By Tonia A. Maniatea

February 1922. Night. The cold air whistles in the streets of Kypseli. A monitor stops outside a two-storey magnificent house, on Troy Street, and dismounts its middle-aged passenger. Tucked into his heavy felt coat, he runs to the entrance of the house, but has difficulty unlocking it. Something in the keyhole blocks the key. He's trying to figure out what's going on when three men, both in military fatigues, appear from the alleys around the house. They approach him, shoot him six times and run away! Sergeant Zepos and Captain Livadas, who are passing by the place at the time, have heard the shots and run to catch up with the attackers. The two uniformed men manage to escape. The third, however, stumbles and falls. The officers catch him.

Some neighbours have come out of their houses and rushed to the bloody man. They carry him inside his house. Very soon his doctor friend arrives, but he doesn't have much time. The injuries are serious. His wife and three sons are horrified to see their man choking until he breathes his last. The autopsy, which will follow, reveals that of the multiple shots only one hit the target. The bullet hit the abdomen, penetrated the intestines and liver and lodged in the chest. A second severe wound to the temple, which shattered the skull at the point of impact, was attributed to the victim's fall.

URGENT AND URGENT APPEAL TO POPULAR OPINION... - THE PENHIMO FRONT PAGE

The man who was shot in front of his house is the journalist, editor of the pro-Venizelist newspaper «Eleftheros Typos», Andreas Kavafakis. He was born 50 years ago, from a wealthy family, in Aidini, Asia Minor, studied at the Evangelical School of Smyrna, came to Athens to study law and then went to Paris for further training in political science. In Cairo, where he later travelled, he met his future wife Zoe Staikopoulou. Married now, he seeks a better fortune in Istanbul, where he publishes the newspaper «Ameropletos», defending the rights of the enslaved part of Hellenism and stirring up the neo-Turkish comitatus against him. Hunted and with the help of his friend, Ion Dragoumis, he leaves Istanbul and comes to Greece.
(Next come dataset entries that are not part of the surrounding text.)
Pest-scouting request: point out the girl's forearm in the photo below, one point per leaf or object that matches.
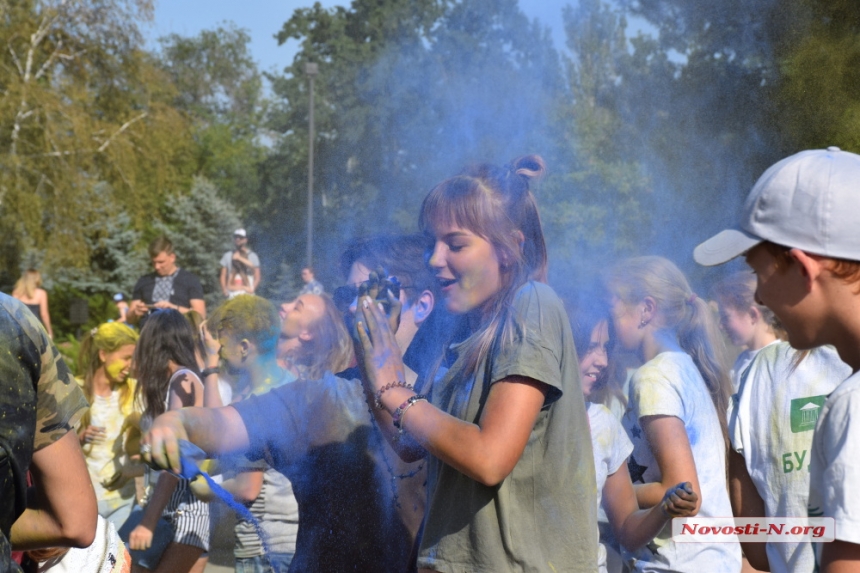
(641, 526)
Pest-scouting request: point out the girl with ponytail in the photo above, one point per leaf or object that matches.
(511, 485)
(676, 415)
(104, 364)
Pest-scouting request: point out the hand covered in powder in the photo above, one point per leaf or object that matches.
(378, 353)
(680, 501)
(160, 446)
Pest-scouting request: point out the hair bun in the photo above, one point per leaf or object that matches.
(529, 166)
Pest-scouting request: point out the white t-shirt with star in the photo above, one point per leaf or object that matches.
(671, 385)
(611, 446)
(834, 471)
(771, 423)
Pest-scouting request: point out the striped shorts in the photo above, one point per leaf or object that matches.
(189, 517)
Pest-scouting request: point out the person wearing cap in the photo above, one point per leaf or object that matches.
(799, 233)
(312, 285)
(240, 267)
(121, 306)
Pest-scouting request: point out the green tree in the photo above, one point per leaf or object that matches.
(818, 96)
(219, 89)
(408, 93)
(80, 104)
(199, 224)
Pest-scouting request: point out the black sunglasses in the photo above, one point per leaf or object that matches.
(344, 295)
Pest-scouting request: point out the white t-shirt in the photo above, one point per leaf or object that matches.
(835, 468)
(742, 362)
(611, 446)
(771, 423)
(671, 385)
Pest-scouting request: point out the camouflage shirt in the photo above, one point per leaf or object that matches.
(39, 403)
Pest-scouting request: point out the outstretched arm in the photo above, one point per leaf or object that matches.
(671, 446)
(61, 509)
(214, 430)
(487, 451)
(44, 314)
(635, 527)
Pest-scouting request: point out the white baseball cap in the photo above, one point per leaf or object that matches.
(809, 201)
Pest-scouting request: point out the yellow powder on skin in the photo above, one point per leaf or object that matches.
(114, 370)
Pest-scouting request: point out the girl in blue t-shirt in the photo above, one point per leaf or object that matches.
(619, 518)
(676, 416)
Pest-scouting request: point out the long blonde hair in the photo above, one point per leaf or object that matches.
(330, 347)
(684, 313)
(27, 285)
(495, 203)
(109, 337)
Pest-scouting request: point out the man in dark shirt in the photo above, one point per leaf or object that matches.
(167, 287)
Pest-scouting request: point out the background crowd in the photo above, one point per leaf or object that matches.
(446, 409)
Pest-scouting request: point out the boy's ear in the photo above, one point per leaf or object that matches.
(810, 266)
(423, 306)
(755, 313)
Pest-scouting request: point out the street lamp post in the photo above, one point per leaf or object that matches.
(311, 70)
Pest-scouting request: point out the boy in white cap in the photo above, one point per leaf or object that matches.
(800, 232)
(240, 268)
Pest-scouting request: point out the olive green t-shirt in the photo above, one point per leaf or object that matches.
(542, 517)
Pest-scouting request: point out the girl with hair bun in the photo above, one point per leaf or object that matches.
(104, 363)
(676, 416)
(511, 485)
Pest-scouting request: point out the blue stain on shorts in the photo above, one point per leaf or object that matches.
(189, 456)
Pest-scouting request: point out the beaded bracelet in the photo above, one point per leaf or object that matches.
(398, 414)
(389, 386)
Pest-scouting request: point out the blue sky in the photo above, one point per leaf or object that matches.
(263, 18)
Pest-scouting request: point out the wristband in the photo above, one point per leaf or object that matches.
(397, 416)
(389, 386)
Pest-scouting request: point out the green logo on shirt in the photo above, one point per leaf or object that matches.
(804, 413)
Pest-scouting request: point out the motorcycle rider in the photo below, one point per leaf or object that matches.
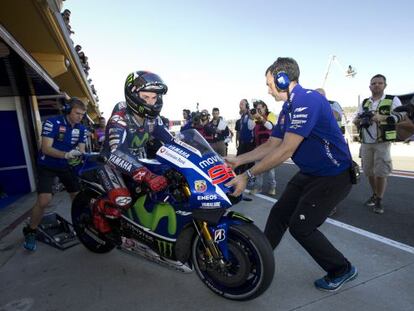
(128, 131)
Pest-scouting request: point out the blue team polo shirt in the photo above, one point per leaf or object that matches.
(65, 138)
(323, 152)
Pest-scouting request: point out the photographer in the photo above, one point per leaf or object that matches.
(187, 120)
(245, 136)
(200, 122)
(376, 123)
(99, 135)
(265, 120)
(221, 132)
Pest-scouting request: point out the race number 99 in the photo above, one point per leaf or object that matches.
(220, 173)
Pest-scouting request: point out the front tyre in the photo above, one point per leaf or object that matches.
(83, 224)
(249, 270)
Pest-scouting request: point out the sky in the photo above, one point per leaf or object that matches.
(216, 52)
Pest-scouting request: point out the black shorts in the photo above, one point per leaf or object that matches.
(47, 175)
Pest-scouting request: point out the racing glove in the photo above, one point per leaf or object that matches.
(72, 154)
(155, 182)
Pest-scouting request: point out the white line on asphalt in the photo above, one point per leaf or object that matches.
(356, 230)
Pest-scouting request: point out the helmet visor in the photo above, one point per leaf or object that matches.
(149, 82)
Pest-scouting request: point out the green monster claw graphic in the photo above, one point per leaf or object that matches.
(165, 248)
(137, 142)
(151, 220)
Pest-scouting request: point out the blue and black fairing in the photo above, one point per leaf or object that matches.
(205, 171)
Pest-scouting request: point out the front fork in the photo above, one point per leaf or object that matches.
(214, 237)
(213, 249)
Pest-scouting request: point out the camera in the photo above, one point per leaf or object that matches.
(366, 119)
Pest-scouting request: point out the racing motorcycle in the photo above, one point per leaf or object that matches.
(187, 227)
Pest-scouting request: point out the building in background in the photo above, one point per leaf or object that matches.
(39, 68)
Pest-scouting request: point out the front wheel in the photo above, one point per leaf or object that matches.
(83, 224)
(249, 270)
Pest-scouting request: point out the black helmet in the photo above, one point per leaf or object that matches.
(148, 82)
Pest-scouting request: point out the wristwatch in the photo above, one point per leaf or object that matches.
(250, 177)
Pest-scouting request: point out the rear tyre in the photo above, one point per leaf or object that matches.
(249, 270)
(83, 224)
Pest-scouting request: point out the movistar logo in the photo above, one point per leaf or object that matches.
(165, 248)
(138, 142)
(152, 219)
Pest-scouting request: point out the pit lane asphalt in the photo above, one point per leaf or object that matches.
(397, 223)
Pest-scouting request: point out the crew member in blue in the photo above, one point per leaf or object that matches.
(245, 133)
(63, 141)
(308, 133)
(128, 131)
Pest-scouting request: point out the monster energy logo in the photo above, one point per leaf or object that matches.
(151, 219)
(129, 79)
(165, 248)
(137, 142)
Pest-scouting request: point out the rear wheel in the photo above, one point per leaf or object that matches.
(83, 224)
(249, 270)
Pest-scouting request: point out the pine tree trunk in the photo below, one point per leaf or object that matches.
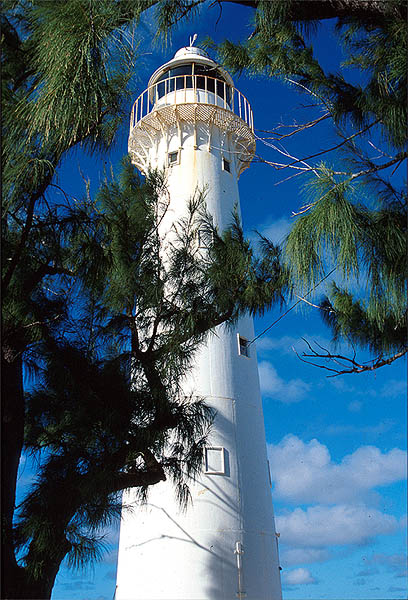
(12, 435)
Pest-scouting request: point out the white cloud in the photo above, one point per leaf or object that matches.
(321, 526)
(273, 386)
(299, 556)
(349, 429)
(299, 577)
(305, 473)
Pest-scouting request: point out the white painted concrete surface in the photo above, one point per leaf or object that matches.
(224, 546)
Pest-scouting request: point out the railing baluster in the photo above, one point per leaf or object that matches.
(228, 98)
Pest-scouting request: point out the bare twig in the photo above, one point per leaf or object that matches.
(347, 365)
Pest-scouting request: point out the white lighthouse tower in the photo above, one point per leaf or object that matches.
(192, 122)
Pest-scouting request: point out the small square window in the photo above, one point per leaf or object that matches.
(173, 158)
(243, 346)
(214, 460)
(226, 165)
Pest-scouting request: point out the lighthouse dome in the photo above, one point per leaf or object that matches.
(190, 60)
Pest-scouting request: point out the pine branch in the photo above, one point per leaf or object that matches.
(355, 366)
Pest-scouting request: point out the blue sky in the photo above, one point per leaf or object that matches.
(336, 445)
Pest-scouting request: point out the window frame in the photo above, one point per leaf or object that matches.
(206, 470)
(245, 345)
(170, 163)
(226, 162)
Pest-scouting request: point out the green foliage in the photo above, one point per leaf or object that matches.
(355, 219)
(110, 412)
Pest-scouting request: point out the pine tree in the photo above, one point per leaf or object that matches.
(354, 217)
(66, 272)
(110, 413)
(57, 92)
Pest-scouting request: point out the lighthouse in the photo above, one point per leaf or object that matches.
(193, 123)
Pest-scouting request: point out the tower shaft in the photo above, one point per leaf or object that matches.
(224, 545)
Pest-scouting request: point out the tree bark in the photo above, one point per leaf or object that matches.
(12, 435)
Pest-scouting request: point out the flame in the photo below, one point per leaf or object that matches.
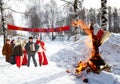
(83, 65)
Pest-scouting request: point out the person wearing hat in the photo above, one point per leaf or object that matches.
(7, 50)
(31, 49)
(41, 52)
(12, 57)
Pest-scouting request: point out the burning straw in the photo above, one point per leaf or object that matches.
(94, 61)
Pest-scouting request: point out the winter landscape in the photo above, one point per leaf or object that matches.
(64, 51)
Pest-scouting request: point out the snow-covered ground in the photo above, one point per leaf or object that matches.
(62, 56)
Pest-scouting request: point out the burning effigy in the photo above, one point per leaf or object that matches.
(94, 63)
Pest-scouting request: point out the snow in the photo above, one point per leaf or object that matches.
(62, 56)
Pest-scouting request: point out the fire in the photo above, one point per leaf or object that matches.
(94, 61)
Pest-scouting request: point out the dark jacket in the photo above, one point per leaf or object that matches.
(7, 51)
(18, 50)
(27, 47)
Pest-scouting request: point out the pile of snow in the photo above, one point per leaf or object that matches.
(62, 56)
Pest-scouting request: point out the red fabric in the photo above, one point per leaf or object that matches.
(41, 43)
(18, 61)
(45, 61)
(100, 33)
(59, 29)
(24, 62)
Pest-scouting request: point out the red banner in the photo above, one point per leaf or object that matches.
(59, 29)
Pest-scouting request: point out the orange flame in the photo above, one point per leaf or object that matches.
(83, 65)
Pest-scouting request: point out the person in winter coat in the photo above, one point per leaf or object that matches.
(7, 50)
(12, 57)
(41, 52)
(18, 53)
(31, 49)
(24, 62)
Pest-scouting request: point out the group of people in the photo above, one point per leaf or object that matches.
(20, 52)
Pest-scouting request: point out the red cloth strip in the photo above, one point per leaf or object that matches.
(59, 29)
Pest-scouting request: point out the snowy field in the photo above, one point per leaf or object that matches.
(62, 56)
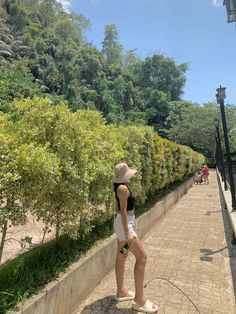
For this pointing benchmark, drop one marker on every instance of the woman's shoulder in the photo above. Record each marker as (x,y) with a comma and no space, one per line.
(122,189)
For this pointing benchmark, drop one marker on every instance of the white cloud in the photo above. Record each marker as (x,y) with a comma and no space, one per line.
(217,3)
(66,4)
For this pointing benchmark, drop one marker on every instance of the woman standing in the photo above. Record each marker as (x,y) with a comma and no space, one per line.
(126,234)
(205,174)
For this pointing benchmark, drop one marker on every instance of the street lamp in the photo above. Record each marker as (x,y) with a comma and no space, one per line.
(231,10)
(220,96)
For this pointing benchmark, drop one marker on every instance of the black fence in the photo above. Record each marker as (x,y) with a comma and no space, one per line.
(226,166)
(228,178)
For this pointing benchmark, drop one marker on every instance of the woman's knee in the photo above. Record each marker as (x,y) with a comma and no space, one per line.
(142,259)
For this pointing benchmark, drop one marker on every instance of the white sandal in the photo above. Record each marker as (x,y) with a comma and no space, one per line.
(146,308)
(129,297)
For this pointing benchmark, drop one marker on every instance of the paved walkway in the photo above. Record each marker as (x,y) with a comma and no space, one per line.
(189,261)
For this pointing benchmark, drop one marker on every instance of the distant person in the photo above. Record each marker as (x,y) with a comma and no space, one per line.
(198,177)
(124,225)
(205,174)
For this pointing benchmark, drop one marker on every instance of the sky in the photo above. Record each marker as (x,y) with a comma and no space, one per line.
(188,31)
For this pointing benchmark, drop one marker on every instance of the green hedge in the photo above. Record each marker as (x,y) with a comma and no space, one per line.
(60,165)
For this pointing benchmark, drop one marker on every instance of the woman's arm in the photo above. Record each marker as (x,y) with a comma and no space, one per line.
(123,194)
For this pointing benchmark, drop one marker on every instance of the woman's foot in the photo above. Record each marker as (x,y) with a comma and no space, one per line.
(125,296)
(147,307)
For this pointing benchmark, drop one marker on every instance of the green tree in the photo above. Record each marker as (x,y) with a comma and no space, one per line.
(111,48)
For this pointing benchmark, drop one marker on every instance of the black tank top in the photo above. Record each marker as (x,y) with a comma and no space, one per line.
(130,200)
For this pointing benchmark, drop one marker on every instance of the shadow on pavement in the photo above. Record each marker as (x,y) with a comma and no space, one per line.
(229,238)
(107,305)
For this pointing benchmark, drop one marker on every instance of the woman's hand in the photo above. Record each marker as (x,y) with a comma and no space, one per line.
(130,240)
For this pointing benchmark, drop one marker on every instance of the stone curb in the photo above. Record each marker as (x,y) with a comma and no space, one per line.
(72,287)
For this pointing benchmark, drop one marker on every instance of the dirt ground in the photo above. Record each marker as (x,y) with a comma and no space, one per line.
(32,228)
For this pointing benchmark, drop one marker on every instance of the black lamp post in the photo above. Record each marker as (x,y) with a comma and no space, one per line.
(231,10)
(220,95)
(219,157)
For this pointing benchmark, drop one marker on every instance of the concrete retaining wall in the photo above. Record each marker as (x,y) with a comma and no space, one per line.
(67,292)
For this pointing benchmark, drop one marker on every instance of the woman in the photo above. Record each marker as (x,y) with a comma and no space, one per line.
(205,174)
(124,229)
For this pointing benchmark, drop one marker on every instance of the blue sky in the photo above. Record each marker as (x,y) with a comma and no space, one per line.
(192,31)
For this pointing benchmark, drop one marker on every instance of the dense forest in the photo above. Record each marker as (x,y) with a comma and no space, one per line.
(44,52)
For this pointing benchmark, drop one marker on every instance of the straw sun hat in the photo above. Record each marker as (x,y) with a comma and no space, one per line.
(123,173)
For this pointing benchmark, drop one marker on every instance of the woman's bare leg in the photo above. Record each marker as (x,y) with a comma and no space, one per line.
(139,270)
(120,271)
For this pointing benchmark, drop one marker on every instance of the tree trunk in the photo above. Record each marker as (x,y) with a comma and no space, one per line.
(4,233)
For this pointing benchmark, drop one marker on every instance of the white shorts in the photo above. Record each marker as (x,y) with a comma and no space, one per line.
(119,230)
In Athens, the smell of national division pierces nostrils. Venizelists and Constantines are deadly hated. Kavafakis, always inspired by his liberal spirit, a fanatic supporter of the Entente, sided with Venizelos from the first moment and in a few months he published the Free Press, the official organ in Athens of the National Defence government, composed of Venizelos, Kountouriotis and Daglis.

«... Never was it so imperative, so urgent to appeal to popular opinion, never! The highest service that Mr. The highest service which the Prime Minister can render at this time, is to direct himself smoothly and rapidly towards it, by yielding his position to rulers who are strangers to party passions, who enjoy both the confidence of the Powers and the trust of the people, and who can symbolize both the reconstruction of the national unity which has been broken by so many follies, and the impartial taking of the people's will.» are the last thoughts in the tragic editor's last article, published the next day alongside the - under a pithy headline - front-page news of his murder. It is the article he handed to his editor-in-chief the previous evening, before leaving for Kipseli, where a trap had been laid for him.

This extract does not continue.